Looking Glass’ great-grandfather, Big Looking Glass, was also a traveling man. He traveled on horseback along the Mississippi River and the Gulf Coast and into the Rocky Mountains and Mexico.

“If a white man seen him, they wouldn’t see him another day because he was wicked,” he says. “People were scared of him — even the Indians were. He was a warrior.”

Although his Native American elders didn’t like talking much about the past, Looking Glass says that by listening to their stories, he learned how his great-grandfather had ridden into Monterrey, Mexico, after it was raided.

“Whenever they got there,” he says, “all they did was bury their dead.”

Big Looking Glass gave a Mexican boy who had survived the raid to Watchacote, one of his braves, and told him to find someone to keep the boy. When no other survivors could be found, Big Looking Glass raised the boy as his son. He was trained as a warrior and became a great horseman. Later, when the boy became a teenager, members of the Kiowa tribe wanted to swap about half a dozen horses for the boy.

“My great grandpa said no,” Looking Glass says. “He’s not for sale. He’s my son. He’s not a captive.”

However, as the Kiowa were leaving, the boy told Big Looking Glass that he wanted him to have all the gifts, and he would go willingly with the Kiowa. After a pipe ceremony, Big Looking Glass accepted the gifts under the condition that the boy be treated well.

“They treated him good," Looking Glass says, “because he was a horse trainer. When he returned a year later, he had a child.”

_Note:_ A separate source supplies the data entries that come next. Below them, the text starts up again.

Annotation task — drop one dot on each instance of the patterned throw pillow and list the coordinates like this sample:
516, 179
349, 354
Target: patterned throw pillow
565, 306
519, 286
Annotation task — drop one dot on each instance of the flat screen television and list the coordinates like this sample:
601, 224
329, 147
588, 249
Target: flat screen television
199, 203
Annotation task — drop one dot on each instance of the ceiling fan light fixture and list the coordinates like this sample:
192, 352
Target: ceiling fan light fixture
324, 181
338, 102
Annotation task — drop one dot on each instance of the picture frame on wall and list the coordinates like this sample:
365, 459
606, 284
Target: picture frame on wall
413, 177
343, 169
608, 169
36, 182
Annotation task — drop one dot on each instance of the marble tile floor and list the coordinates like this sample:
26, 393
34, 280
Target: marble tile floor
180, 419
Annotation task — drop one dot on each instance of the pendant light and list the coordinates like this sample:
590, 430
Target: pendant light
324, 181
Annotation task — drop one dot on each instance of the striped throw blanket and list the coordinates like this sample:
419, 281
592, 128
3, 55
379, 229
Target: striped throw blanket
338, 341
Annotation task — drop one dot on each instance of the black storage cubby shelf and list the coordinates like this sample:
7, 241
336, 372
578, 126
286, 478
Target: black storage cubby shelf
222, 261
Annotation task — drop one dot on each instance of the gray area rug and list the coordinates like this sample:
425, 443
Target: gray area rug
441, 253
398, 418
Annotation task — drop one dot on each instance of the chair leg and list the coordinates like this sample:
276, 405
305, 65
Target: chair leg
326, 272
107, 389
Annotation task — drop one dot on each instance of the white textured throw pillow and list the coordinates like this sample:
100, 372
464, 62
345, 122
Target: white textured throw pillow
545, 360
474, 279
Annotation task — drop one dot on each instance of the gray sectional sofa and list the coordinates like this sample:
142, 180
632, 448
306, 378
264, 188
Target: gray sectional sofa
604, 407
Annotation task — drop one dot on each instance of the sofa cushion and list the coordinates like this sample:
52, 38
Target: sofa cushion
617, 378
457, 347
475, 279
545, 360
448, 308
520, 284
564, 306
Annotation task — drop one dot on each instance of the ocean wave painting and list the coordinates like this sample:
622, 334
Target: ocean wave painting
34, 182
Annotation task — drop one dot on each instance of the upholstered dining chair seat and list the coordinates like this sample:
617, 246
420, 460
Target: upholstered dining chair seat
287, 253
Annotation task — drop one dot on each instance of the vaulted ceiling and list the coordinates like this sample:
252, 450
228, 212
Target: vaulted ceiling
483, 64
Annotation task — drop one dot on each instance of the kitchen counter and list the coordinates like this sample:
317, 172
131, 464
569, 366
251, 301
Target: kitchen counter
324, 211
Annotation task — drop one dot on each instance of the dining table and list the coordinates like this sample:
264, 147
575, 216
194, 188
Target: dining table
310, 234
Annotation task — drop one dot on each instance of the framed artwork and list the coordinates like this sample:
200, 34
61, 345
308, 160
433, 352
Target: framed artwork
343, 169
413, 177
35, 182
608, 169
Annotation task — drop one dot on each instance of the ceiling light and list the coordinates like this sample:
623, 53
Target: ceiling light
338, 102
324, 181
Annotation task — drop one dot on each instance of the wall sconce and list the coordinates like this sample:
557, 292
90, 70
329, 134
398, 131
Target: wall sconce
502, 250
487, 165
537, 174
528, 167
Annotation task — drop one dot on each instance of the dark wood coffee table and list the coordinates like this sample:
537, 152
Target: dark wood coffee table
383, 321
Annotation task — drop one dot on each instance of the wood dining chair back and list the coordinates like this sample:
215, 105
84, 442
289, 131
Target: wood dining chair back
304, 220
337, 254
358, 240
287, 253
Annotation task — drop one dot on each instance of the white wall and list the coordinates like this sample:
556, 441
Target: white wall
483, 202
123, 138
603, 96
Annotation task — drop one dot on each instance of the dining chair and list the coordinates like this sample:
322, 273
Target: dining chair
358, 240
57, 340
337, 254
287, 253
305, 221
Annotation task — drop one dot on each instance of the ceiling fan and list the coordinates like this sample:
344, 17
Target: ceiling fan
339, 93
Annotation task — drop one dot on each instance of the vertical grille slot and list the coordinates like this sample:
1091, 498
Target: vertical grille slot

The child became an educated man and asked his father where he came from because he spoke Kiowa, Comanche and Spanish. He discovered his father was from Monterrey, and his name was Stefan Stabler.

There were also stories of Big Looking Glass killing an alligator in the Mississippi River with a travois pole and keeping a tooth that would be taken out occasionally and ground for use in medicine.

“Because it was a big, powerful animal,” he explained, they would put it in their food and drink to take on the animal’s power.

Looking Glass says his great-grandfather also rode out a storm with his horse inside a giant sea turtle shell near the Texas coast.

“He told his braves he and his horse went in a turtle house,” Looking Glass says. “This is family history. Nothing in books.”

Later, Looking Glass demonstrated his vocals in a gourd dance song and talked about how he enjoyed telling his stories and jokes at powwows.

“I just like meeting people, sharing my talent, my music,” he says.